The 2022 CNCF survey results are out: you can have this one without becoming a sales lead! Containers and WebAssembly are “the new normal”, but Linkerd and OPA adoption (or more accurately, intent to evaluate?) is down. I wouldn’t worry if I were those two projects: these surveys aggregate a lot of different things into one or two questions, and so I personally think it’s really hard to draw anything more than the most lightweight conclusions from them.
Lightning round
Turns out native ARM is faster than qemu-Intel-ARM. Alex Ellis’s latest project Actuated gave a 22x speedup to Parca’s GitHub builds. I also enjoyed Alex’s introduction on how to use GitHub Actions to write a SBOM.
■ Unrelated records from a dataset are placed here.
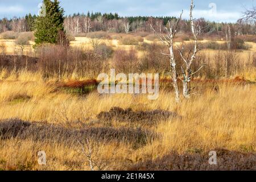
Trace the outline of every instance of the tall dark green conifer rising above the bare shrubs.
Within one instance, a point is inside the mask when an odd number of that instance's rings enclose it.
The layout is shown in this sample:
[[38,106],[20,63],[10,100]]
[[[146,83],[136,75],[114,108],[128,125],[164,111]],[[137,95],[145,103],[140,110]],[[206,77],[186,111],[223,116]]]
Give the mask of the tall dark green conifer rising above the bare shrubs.
[[[44,12],[43,12],[44,11]],[[61,44],[67,39],[64,31],[64,10],[57,0],[43,0],[43,16],[38,16],[35,22],[35,46],[43,43]]]

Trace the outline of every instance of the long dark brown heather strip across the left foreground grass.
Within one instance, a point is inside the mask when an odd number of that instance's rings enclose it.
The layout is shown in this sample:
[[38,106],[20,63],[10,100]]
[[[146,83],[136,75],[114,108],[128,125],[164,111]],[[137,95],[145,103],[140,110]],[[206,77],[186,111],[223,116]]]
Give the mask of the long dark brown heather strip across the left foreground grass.
[[32,139],[42,142],[76,143],[86,138],[101,142],[132,143],[135,148],[146,145],[158,135],[140,128],[90,127],[88,129],[67,129],[47,124],[24,122],[20,119],[8,119],[0,122],[2,139]]

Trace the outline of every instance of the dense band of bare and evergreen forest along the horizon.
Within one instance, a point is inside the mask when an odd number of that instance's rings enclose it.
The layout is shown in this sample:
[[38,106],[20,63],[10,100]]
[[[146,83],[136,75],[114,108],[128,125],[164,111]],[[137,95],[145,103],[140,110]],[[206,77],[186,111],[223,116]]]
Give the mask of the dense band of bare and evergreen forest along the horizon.
[[[0,32],[5,31],[33,31],[36,15],[28,14],[23,18],[3,18],[0,20]],[[107,31],[107,32],[149,32],[152,33],[150,24],[154,29],[161,33],[165,33],[165,26],[168,20],[175,22],[174,16],[129,16],[122,17],[117,13],[90,13],[73,14],[65,17],[64,27],[69,34],[77,35],[92,31]],[[209,35],[219,35],[225,32],[226,23],[209,22],[204,18],[196,20],[200,27],[204,27],[204,33]],[[232,32],[236,35],[255,35],[256,23],[242,22],[229,23],[232,27]],[[189,20],[183,19],[179,24],[179,32],[189,32]]]

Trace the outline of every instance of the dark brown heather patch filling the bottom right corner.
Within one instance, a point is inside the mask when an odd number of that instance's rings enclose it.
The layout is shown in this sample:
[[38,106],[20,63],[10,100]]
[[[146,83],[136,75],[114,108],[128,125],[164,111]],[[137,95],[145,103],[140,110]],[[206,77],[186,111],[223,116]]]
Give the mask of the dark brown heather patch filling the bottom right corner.
[[129,167],[132,171],[241,171],[256,170],[256,154],[216,149],[217,165],[209,165],[209,155],[183,154],[170,152],[170,154],[155,160],[148,160]]

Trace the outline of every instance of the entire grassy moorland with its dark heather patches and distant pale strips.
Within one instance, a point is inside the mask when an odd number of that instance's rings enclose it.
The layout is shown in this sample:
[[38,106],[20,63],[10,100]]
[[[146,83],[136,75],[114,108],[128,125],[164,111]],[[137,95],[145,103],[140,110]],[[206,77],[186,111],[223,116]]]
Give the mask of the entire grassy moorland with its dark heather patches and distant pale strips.
[[[12,54],[13,40],[1,41]],[[114,49],[131,47],[116,39],[101,41]],[[256,51],[256,44],[249,44],[249,50],[238,52],[240,61]],[[81,45],[92,48],[89,38],[71,42]],[[175,104],[171,84],[150,101],[147,95],[71,93],[57,77],[3,70],[0,169],[90,170],[89,160],[96,170],[255,169],[256,70],[236,76],[197,78],[193,84],[202,94]],[[42,150],[46,166],[38,164]],[[209,166],[209,151],[217,151],[217,166]]]

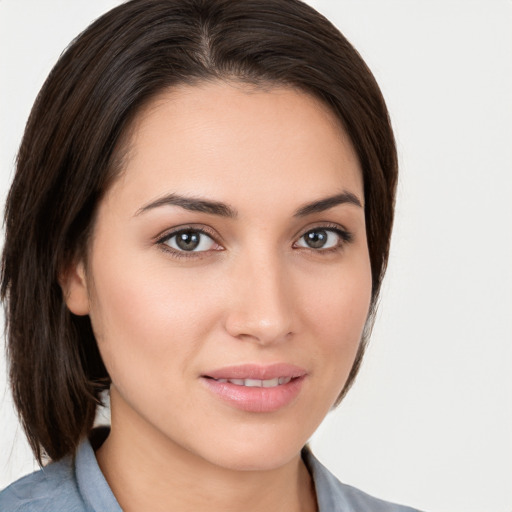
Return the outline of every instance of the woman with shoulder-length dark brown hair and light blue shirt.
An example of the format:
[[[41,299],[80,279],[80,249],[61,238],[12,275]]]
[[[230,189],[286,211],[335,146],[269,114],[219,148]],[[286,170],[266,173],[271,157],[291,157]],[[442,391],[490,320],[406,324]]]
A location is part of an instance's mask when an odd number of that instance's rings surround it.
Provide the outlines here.
[[[6,206],[11,385],[52,463],[2,510],[411,510],[306,447],[364,353],[396,167],[370,71],[299,1],[133,0],[91,25]]]

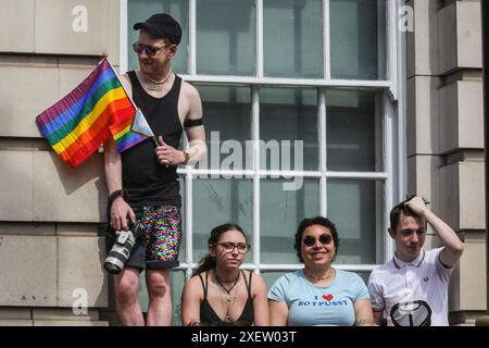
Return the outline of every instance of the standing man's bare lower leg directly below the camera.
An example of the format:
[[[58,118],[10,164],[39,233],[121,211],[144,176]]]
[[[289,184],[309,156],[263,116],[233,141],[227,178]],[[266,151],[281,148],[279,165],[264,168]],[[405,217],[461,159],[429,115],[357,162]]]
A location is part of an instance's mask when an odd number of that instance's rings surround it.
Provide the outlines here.
[[[114,276],[115,306],[118,320],[124,326],[145,326],[139,304],[139,270],[125,268]]]

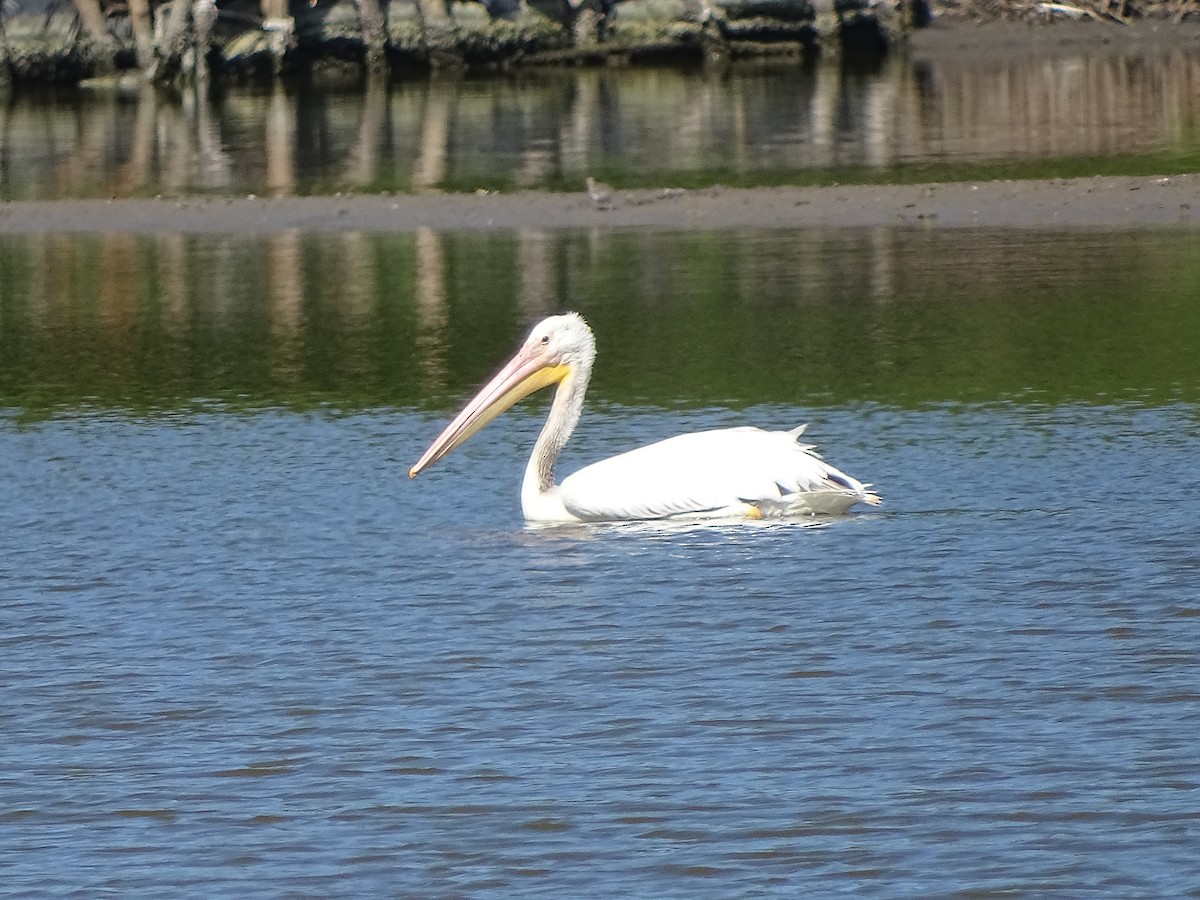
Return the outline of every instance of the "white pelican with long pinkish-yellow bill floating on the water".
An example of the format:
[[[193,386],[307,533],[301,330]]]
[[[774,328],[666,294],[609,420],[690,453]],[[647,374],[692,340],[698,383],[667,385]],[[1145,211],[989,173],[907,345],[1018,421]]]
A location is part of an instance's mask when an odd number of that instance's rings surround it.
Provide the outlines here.
[[[595,355],[592,329],[577,313],[540,322],[408,476],[415,478],[522,397],[557,384],[521,484],[521,508],[529,522],[774,518],[880,503],[869,485],[797,442],[804,426],[680,434],[587,466],[556,485],[554,460],[580,420]]]

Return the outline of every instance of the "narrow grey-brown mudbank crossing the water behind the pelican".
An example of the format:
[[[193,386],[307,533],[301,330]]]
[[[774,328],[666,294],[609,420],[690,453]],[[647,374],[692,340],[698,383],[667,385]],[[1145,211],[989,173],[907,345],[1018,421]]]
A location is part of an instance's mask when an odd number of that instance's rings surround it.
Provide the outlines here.
[[[618,191],[611,209],[559,193],[266,199],[17,200],[0,233],[498,230],[506,228],[1169,227],[1200,224],[1200,175],[935,185]]]

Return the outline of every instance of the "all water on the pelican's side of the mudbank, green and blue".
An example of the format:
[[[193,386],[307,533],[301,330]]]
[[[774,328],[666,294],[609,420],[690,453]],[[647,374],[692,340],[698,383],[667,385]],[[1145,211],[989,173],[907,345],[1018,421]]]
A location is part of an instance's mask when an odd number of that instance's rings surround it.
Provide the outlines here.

Learn how Zendesk’s Sam Lockart made etcd 30% faster at writing to disk without even having to file a ticket.
Venafi has built Kubernetes (cert-manager) TLS certificate support into their commercial control plane for machine identity.
Dell acquired Israeli startup Cloudify and is installing Adam Glick as its new CEO. Not really, I made that last bit up.
Google Cloud has released a new GitOps observability dashboard for Elliott Graebert to be confused by.
Thanks, as always, for listening. Like and subscribe and ꜱᴍᴀꜱʜ ᴛʜᴀᴛ ʙᴇʟʟ. We’ll see you next time.
I didn’t promise you footnotes, but I am overjoyed that you notice them nonetheless
I should also note that, while I gave you one last week, I technically never promised you a rose garden.
Best of luck Ben!
A group originally set up to support those trying to sell copies of Monster.
The exclamation point is to be pronounced, as in ʏᴀʜᴏᴏ!
60% of the time, it works every time!